Entering edit mode
5.6 years ago
evelyn
▴
230
Hello,
I am using hisat2 to create bam files from paired end fastq files:
hisat2-build genome.fa hisat
hisat2 -x hisat -1 R1_paired.fastq.gz -2 R2_paired.fastq.gz -S out.sam
samtools view -bS out.sam > out.bam
The .sam and .bam files are made. But the log file shows:
Traceback (most recent call last):
File "/apps/hisat2/2.2.0/bin/hisat2_read_statistics.py", line 210, in <module>
reads_stat(args.read_file, args.read_count)
File "/apps/hisat2/2.2.0/bin/hisat2_read_statistics.py", line 168, in reads_stat
for id, seq in fstream:
File "/apps/hisat2/2.2.0/bin/hisat2_read_statistics.py", line 44, in parser_FQ
if line[0] == '@':
IndexError: index out of range
12398067 reads; of these:
12398067 (100.00%) were paired; of these:
995937 (8.03%) aligned concordantly 0 times
10948198 (88.31%) aligned concordantly exactly 1 time
453932 (3.66%) aligned concordantly >1 times
----
995937 pairs aligned concordantly 0 times; of these:
126076 (12.66%) aligned discordantly 1 time
----
869861 pairs aligned 0 times concordantly or discordantly; of these:
1739722 mates make up the pairs; of these:
1100705 (63.27%) aligned 0 times
614508 (35.32%) aligned exactly 1 time
24509 (1.41%) aligned >1 times
95.56% overall alignment rate
[bam_sort_core] merging from 12 files and 1 in-memory blocks...

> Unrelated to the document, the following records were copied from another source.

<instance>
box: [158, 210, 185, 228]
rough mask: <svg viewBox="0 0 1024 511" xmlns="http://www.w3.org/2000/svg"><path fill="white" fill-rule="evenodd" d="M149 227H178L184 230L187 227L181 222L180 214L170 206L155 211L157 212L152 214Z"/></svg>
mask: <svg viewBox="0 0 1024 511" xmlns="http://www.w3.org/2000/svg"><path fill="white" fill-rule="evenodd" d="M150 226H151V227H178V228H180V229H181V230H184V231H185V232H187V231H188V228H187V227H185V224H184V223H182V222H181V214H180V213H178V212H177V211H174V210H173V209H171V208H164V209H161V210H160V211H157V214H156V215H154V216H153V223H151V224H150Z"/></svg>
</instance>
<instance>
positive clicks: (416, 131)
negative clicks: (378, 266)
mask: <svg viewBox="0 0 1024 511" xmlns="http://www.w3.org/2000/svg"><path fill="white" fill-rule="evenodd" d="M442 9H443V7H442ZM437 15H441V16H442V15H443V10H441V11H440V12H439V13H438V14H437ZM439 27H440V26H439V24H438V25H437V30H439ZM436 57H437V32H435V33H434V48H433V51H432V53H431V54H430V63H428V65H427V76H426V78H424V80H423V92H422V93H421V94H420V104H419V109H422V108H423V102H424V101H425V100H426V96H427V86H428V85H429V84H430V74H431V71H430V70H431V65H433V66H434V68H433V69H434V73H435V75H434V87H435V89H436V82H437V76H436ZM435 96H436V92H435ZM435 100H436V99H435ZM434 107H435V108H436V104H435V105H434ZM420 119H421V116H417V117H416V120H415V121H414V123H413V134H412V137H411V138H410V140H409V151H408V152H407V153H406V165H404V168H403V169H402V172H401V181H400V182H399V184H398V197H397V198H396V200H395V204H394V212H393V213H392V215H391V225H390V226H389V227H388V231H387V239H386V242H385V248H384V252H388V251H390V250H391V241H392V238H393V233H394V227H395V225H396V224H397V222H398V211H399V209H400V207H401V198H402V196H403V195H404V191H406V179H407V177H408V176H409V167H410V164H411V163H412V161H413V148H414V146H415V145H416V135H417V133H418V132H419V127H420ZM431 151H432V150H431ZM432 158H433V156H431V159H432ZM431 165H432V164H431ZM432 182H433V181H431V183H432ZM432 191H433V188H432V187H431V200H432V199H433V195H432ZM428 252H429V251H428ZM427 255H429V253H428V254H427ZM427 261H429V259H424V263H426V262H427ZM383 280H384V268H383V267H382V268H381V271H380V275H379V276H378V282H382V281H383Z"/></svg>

How to address the error in index message here? Thank you for the help!
Hi :)
You can open
/apps/hisat2/2.2.0/bin/hisat2_read_statistics.pycheck line 44 and see part of the script that is giving you the error.It means that there's no line[0], so I assume there's an empty line in your one of your fastq files. which probably won't cause any problems.
Thank you! I am using Trimmomatic output fastq files. Can Trimmomatic result in an empty line.
Not sure, but you can use
sed -n '/^$/=' fileto find the empty lines.